Sie ist wohl so alt wie das Kino selbst: die Figur des ergrauten Frauenhelden, dem zuletzt doch noch das Familienglück winkt. Weil halt die Richtige erst kommen muss, eine, die ihn um den Finger wickelt, ohne dass er's merkt. Nur: Etwas angestaubt ist die Mär vom gezähmten Casanova mittlerweile auch, und darauf hat das Kino natürlich reagiert - und schickt seitdem die Kinder vor.
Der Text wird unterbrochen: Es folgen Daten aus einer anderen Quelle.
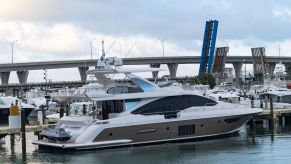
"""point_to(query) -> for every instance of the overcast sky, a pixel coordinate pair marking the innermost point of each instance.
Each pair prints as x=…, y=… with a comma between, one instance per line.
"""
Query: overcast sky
x=60, y=29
Nun liegt das Kunststück der moralischen Bekehrung an ihnen, mit Kulleraugen und Schnullerblick, drei Männer für ein Baby oder umgekehrt. Und jede Menge Soap!

Aber man kann so eine Vater-Kind-Geschichte auch anders erzählen, etwa mit verhaltener Ironie wie in unserem Film: Da gibt's zwar eine Hochzeitsfeier, doch keine Hochzeitsnacht. Und als die Braut sich aus dem Staub macht, ist das dem Mann nichts wert. Doch dann fällt die Mitgift anders aus als geplant, wird aus dem Arrangement Pflicht, aus der Not eine Tugend. Und am Ende wird aus alldem sogar Liebe - wunderschön und zärtlich, ergreifend und klar.

Dass der Film ohne Scheu auf die ganz großen Gefühle setzte, hat gewiss zu seinem nationalen, schließlich auch internationalen Erfolg beigetragen. Aber es steckte noch mehr darin: die Botschaft, dass sich selbst die festgefahrensten Verhältnisse ändern lassen, wenn man nur fähig bleibt, aufeinander zuzugehen. Und dies war durchaus auch politisch gemeint.

Den Hauptdarsteller mit den mal neugierig, mal unendlich verlassen dreinschauenden Augen hatte der Filmemacher in einem Kindergarten entdeckt.

Die zweite Hauptrolle besetzte er mit seinem Vater, mit dem er schon bei vorigen Projekten im Team gearbeitet hat. Der Vater hatte übrigens auch am Drehbuch mitgeschrieben und darin eigene bedrückende Erfahrungen verarbeitet.

Familienbande - vor und hinter den Kulissen.

Der junge Regisseur aber stellte sich mit dieser éducation sentimale selbstbewusst in die cineastische Tradition seines Landes und gilt seither als dessen größtes Talent. In der kommenden Woche ist sein Film erstmals im Fernsehen zu sehen: Wie heißt er?